CAIRO - Egypt's first democratically elected president Mohamed Morsi began selecting a new government on Monday as his supporters pursued a sit-in to pressure the ruling military to hand over full powers to the Islamist.
After a tight race in which Morsi was forced to reach out to pro-democracy groups, the politician who resigned from the Muslim Brotherhood to take the top job is expected to include ministers who will have the support of his movement's election allies.
Despite the historic victory in which Morsi was on Sunday declared the first civilian president of Egypt, he still has to contend with a ruling military seeking to retain broad powers and with a precarious economy.
The Muslim Brotherhood that fielded Morsi in the election to replace ousted leader Hosni Mubarak has said it would press on with a sit-in to pressure the ruling generals to relinquish more powers to Morsi.
On Monday, Morsi, once a prisoner under Mubarak's regime, was moving into the presidential palace and had already begun talks to appoint his new cabinet, days before the military is scheduled to transfer power, a spokeswoman said.
"He has already started, with a list of names he is considering. He says he will declare the cabinet soon," said Nermine Mohammed Hassan, a campaign spokeswoman.
State television showed images of the bearded 60-year-old sitting at a desk in the presidential palace, and others of Morsi sitting next to military ruler Field Marshal Hussein Tantawi during a visit to the military's headquarters.
The military-appointed cabinet offered its resignation on Monday, state media reported, adding that it would assume caretaker responsibilities until Morsi forms a new cabinet.
An official with the military, which took charge after Mubarak's overthrow in the uprising early last year, told AFP the transfer is still scheduled for June 30.

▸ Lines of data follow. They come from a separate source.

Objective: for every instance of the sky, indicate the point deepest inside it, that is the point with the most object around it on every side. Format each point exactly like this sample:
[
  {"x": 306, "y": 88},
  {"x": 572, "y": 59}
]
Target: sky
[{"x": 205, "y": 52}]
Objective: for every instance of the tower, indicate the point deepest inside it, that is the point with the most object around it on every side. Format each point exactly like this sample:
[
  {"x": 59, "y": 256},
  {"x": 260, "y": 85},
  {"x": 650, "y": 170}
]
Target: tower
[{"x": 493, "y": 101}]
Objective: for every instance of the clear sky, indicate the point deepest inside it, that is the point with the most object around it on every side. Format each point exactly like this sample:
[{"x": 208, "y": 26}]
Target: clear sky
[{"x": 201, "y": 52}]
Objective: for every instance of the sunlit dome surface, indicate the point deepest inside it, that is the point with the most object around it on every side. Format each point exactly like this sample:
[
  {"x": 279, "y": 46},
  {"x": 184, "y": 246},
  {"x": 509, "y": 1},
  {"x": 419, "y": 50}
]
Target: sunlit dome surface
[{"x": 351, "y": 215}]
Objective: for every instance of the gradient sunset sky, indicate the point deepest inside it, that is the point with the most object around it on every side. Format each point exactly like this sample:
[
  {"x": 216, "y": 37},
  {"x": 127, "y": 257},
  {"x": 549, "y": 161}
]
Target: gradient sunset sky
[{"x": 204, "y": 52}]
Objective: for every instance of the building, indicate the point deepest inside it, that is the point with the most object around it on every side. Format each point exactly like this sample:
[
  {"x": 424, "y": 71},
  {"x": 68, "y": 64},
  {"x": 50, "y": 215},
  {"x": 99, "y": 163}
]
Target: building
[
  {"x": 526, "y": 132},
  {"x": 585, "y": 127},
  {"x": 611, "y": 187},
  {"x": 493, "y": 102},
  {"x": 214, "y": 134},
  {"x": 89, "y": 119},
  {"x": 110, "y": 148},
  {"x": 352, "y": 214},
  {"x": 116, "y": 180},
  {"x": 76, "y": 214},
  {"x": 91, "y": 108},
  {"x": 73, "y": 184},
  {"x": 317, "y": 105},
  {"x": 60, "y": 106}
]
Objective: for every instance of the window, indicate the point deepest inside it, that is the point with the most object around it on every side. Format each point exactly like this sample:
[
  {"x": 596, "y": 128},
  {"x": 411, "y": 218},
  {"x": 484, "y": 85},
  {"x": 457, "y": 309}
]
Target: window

A senior Brotherhood member, Sobhi Saleh, told the official news agency that Morsi would take the oath in front of the constitutional court instead of in parliament, which the military disbanded earlier this month.
In Cairo's Tahrir Square, Muslim Brotherhood cadres pressed on with a days-long sit-in aimed at pressuring the military to repeal decrees granting it the disbanded parliament's powers and a broad say in security policies.
The military also has control over the budget drawn up by the outgoing cabinet, which the Muslim Brotherhood-dominated parliament had strongly disputed.
Morsi, who defeated his rival, ex-Mubarak premier Ahmed Shafiq, with 51.7 per cent of the vote, quickly moved to allay domestic and international concerns over the Islamists' victory in the Arab world's most populous country.
The Cairo stock exchange closed up 7.5 per cent on Monday at 4,482.48 points, its largest increase in more than a year, amid optimism that the official announcement of a president would help stabilise the country.
But ratings agency Standard and Poor's said it was placing its 'B' long-term foreign- and local-currency sovereign ratings on Egypt on CreditWatch with negative implications.
"The CreditWatch placement reflects our view of at least a 50 per cent likelihood of a downgrade over the next three months," the agency said in a statement.
"This could occur if escalating political tensions, and the authorities' ongoing ineffectiveness in addressing economic, fiscal, and external challenges, further weaken key economic and external indicators while also undermining donors' and multilateral lending institutions' willingness to extend support."
After being announced the winner on Sunday, Morsi in a speech vowed to be president to all Egyptians and appealed for national unity.
The fiercely pro-Palestinian leader also pledged to honour Egypt's international treaties, which include a 1979 peace treaty with Israel.
Israeli Prime Minister Benjamin Netanyahu issued a careful statement after Morsi was declared the election winner.
"Israel values the democratic process in Egypt and respects the results of the presidential election," his office said in a statement.
But Israel's archfoes, Shiite Hezbollah in Lebanon and the Islamic republic of Iran, hailed Morsi's victory.
Hezbollah called his election "historic," while Iranian President Mahmoud Ahmadinejad called for stronger ties between Iran and Egypt, IRNA news agency reported.
"I congratulate you for your victory as head of Egypt, a friendly and brotherly country," Ahmadinejad said in a statement addressed to Morsi.
However, the presidency in Cairo denied on Monday that Morsi had given an interview to Tehran's Fars news agency, in which he reportedly pledged to strengthen ties with Iran, according to Egyptian state news agency MENA.
Italian Prime Minister Mario Monti, meanwhile, called on Morsi to pursue Egypt's "democratic transition" in order to fully implement human rights and the rights of religious minorities.
And the king of Morocco also congratulated Morsi, wishing him "full success" in steering Egypt during this "decisive" phase of its modern history and declaring his determination to work closely with Egypt.